現在働いている看護師が国家資格を得ることに考慮が必要
国家資格ができるのは大変素晴らしいことです。ただし、長年、動物病院に勤務して来た民間資格の「認定動物看護師」が一般的でして、現在の看護師さんは、この資格を取得して業務に従事していると思います。

この「愛玩動物看護師」の国家資格ができたことで、実務経験はあるのに、試験の為の教材費、講習会費、受験料など、最初から勉強し直しとなり経済的にも労力的にも大変負担になると思います。

そして専門学校、卒業したばかりの20歳そこそこで実務経験は無いのですが、国家資格があり、待遇も国家資格があると給料に反映されて、ベテラン、中堅の方たちより給料が高くなる逆転現象もあり得るかもしてません。
そして、むしろ国家資格がないと動物病院で働けない、または職場を追い出されるようなことがあってはなりません。
更なるブラック化は避けないといけない
国家資格の登場により、採血や投薬など、獣医療行為の一部を担う人材が確保でき、獣医療の高度化で長時間労働が課題となっている獣医師の働き方改革にも期待がかかります。

獣医師たちは、診察の合間には入院中の犬猫の採血やレントゲン撮影に追われ、休憩時間は臓器摘出や抜歯などの手術に充てる。休診日も急患の対応で出勤することが多いそうです。

そして、最近の飼い主は病気の予防を目的に来院するケースが多く、「血液検査だけでは心配だから、レントゲンや超音波検査もしてほしい」と追加の診察を求められることもあるそうで。ある医院長は「診察数は10年前から倍増しているが、飼い主から頼まれれば、対応するほかない」と話しています。
飼育数は減少しているが、飼い主の医療ニーズは高く、農林水産省によると、ペットを診察する獣医師は2020年に1万6000人と10年前の1・2倍に増加しています。定期的な健康診断として、人間ドックのような「ドッグ・ドック」や「キャット・ドック」を勧める動物病院も現れています。

一方、全国に約1万2000か所ある動物病院の6割超は、獣医師が1人の個人経営。農水省の担当者は「動物医療の世界は日進月歩。飼い主が高度な医療を求めた結果、獣医師の負担は増している」と話しています。

厚生労働省の調査によると、獣医師の残業時間は21年、月21時間に上り、医師(15時間)や看護師(6時間)など、ほかの医療従事者より長いそうです。
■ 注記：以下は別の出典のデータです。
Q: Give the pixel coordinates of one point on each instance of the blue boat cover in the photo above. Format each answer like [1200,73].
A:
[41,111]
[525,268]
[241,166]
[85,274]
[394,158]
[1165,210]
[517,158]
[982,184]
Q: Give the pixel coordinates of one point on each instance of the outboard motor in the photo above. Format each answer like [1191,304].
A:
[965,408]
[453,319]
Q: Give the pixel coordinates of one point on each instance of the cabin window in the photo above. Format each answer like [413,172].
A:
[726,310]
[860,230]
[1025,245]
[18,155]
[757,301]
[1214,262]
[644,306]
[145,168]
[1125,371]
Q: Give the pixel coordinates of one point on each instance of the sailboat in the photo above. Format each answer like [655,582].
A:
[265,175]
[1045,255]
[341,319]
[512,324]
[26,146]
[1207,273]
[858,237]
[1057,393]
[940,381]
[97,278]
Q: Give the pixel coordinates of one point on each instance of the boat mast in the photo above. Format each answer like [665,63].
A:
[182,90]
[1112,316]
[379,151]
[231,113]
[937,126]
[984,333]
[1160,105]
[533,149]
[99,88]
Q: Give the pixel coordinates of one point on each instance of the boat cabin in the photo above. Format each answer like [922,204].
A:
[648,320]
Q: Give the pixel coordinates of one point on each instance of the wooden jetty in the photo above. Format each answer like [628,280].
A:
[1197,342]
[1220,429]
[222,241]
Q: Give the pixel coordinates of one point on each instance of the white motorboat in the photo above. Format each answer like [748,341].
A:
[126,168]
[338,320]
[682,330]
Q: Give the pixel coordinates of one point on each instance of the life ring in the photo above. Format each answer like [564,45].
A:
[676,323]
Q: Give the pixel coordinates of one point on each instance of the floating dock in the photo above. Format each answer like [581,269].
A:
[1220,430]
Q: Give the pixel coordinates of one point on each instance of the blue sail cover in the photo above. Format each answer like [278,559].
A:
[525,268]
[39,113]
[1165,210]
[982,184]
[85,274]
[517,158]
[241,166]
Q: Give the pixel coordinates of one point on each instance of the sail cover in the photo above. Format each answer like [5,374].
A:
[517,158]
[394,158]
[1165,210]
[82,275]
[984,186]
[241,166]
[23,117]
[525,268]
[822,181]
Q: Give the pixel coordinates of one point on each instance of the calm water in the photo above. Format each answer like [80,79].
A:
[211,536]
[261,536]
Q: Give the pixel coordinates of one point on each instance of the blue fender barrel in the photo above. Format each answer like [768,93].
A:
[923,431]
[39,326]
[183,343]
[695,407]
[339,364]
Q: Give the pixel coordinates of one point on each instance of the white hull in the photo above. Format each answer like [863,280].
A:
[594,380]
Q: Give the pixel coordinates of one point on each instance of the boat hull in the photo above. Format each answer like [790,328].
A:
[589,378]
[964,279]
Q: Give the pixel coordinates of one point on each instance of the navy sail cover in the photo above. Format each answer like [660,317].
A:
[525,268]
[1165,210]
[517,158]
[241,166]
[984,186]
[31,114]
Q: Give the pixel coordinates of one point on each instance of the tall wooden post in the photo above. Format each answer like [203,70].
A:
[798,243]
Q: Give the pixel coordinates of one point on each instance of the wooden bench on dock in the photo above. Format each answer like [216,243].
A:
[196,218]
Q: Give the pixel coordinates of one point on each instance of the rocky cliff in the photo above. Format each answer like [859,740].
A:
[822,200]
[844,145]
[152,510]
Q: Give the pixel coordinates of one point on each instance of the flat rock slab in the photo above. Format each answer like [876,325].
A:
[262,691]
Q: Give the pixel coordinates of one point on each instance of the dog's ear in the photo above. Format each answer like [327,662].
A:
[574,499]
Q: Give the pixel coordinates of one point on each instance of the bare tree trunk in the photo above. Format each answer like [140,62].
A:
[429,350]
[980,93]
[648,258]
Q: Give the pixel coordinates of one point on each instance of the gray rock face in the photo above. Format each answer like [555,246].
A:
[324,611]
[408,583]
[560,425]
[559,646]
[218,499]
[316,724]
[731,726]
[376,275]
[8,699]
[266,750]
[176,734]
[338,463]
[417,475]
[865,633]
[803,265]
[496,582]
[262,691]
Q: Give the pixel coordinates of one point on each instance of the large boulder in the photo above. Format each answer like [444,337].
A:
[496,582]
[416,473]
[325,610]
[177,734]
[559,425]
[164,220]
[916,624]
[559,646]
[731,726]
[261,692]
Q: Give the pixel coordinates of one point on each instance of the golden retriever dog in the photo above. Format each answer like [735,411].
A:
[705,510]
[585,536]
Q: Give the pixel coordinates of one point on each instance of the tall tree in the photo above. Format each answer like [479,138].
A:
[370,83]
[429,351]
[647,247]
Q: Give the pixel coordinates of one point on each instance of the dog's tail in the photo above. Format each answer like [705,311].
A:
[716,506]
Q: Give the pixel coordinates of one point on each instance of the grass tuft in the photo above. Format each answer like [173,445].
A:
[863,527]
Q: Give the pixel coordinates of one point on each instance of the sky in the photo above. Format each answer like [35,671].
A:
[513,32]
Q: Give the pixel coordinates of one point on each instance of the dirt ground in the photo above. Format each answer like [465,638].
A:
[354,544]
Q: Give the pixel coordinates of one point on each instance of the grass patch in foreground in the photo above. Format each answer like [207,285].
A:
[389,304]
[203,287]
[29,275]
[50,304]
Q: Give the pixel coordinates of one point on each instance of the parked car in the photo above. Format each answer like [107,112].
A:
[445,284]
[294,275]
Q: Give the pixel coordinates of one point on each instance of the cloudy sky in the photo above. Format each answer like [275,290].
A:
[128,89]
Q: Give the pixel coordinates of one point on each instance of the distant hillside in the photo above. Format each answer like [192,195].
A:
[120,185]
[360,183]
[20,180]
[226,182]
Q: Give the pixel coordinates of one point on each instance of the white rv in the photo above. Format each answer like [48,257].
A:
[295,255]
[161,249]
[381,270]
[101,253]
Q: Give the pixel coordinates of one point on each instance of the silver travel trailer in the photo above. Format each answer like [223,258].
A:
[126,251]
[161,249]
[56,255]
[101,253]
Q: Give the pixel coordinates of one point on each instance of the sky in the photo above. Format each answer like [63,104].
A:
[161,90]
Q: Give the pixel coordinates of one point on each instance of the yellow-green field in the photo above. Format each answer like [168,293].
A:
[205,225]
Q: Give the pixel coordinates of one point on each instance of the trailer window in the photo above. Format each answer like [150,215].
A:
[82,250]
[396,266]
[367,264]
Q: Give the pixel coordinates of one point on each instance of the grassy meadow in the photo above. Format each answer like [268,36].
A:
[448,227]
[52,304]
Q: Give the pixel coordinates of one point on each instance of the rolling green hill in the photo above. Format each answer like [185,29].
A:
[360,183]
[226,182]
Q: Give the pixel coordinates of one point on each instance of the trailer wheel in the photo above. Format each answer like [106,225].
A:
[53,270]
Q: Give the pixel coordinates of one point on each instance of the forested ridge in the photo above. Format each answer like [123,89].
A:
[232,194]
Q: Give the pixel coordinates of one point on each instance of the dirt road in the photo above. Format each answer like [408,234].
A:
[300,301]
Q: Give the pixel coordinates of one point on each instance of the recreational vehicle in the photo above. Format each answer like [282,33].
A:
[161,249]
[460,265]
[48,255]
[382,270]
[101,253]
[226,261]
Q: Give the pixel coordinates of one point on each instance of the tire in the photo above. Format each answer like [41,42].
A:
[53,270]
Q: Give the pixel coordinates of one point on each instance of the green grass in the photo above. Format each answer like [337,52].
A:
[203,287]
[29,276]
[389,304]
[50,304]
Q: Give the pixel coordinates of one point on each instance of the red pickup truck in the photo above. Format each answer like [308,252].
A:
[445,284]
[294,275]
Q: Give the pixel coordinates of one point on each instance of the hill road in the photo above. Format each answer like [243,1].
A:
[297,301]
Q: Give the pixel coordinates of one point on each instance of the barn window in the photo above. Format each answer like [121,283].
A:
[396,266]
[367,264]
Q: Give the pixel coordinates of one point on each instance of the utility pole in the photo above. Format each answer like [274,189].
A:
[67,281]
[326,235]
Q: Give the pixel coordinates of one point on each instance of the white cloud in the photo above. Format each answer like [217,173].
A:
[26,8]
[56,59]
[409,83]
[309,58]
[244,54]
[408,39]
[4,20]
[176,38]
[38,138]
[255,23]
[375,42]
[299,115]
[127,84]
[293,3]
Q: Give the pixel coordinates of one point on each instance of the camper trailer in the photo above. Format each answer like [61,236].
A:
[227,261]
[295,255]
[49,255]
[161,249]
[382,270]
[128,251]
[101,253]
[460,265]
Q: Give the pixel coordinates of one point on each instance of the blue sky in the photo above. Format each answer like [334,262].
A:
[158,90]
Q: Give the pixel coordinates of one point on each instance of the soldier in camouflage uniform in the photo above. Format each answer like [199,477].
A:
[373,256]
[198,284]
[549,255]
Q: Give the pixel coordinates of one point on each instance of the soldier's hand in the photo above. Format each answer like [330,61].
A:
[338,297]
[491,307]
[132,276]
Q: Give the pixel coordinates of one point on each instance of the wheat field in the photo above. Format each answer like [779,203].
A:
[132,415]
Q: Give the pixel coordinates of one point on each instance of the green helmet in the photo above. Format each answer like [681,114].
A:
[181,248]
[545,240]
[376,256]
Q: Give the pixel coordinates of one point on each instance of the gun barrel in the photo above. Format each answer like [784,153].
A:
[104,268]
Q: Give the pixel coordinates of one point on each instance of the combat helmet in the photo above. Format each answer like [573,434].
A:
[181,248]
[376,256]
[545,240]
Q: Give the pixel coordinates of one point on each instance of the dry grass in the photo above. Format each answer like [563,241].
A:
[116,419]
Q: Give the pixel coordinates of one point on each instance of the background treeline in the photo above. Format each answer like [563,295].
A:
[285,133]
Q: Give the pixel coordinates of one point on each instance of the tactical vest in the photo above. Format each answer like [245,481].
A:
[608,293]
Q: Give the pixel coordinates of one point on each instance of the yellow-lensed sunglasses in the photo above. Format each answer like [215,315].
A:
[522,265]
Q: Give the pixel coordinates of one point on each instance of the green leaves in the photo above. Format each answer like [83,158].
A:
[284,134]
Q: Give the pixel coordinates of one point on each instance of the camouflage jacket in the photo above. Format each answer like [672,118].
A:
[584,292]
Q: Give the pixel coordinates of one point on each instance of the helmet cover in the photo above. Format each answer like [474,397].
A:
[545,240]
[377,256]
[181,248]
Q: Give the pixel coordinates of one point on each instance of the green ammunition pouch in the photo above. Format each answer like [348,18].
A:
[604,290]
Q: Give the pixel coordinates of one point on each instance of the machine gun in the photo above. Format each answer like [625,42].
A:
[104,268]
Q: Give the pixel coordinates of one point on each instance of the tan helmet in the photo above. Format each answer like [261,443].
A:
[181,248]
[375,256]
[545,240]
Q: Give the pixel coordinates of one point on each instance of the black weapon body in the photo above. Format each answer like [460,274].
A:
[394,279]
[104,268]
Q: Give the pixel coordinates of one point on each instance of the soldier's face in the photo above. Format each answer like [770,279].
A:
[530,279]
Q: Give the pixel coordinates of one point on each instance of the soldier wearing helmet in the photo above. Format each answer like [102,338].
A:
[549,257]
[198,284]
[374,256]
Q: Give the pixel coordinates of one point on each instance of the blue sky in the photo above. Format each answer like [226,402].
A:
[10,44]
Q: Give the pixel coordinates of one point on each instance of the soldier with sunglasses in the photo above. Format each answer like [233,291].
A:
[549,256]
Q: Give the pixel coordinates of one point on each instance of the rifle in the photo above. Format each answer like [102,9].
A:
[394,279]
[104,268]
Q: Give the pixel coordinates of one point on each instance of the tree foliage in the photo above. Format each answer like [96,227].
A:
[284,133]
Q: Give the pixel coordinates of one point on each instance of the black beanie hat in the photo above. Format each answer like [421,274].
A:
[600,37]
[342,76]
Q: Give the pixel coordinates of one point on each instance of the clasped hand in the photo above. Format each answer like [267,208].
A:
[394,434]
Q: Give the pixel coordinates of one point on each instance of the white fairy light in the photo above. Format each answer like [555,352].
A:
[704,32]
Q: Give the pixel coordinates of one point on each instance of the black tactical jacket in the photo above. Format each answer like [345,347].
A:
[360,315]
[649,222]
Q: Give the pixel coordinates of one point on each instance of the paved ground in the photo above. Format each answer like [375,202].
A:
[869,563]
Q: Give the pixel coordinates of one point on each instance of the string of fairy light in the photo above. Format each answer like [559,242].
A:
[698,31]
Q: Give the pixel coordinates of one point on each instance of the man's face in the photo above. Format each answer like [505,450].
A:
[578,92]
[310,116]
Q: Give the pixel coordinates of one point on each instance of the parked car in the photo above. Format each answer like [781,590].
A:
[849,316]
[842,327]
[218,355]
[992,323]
愛玩動物看護師を目指して勉強中の看護師は「私が採血や採尿をできるようになれば、獣医師は別の仕事に集中できる。知識や技術を磨き、多くの動物の命を救いたい」と意気込む。とある院長は「今の仕事の2割ほどは看護師に頼めるはず。獣医師が少ない病院の恩恵はとても大きい」と期待を寄せています。

現在でも動物看護師の待遇は決して恵まれているとは言いがたい状況ですが、業務負担の増加によるブラック化は避けて欲しいものです。

国家資格と言っても様々な分野があり、必要性が?という資格も少なくありませんので、動物看護師もそのようにならない事を期待します。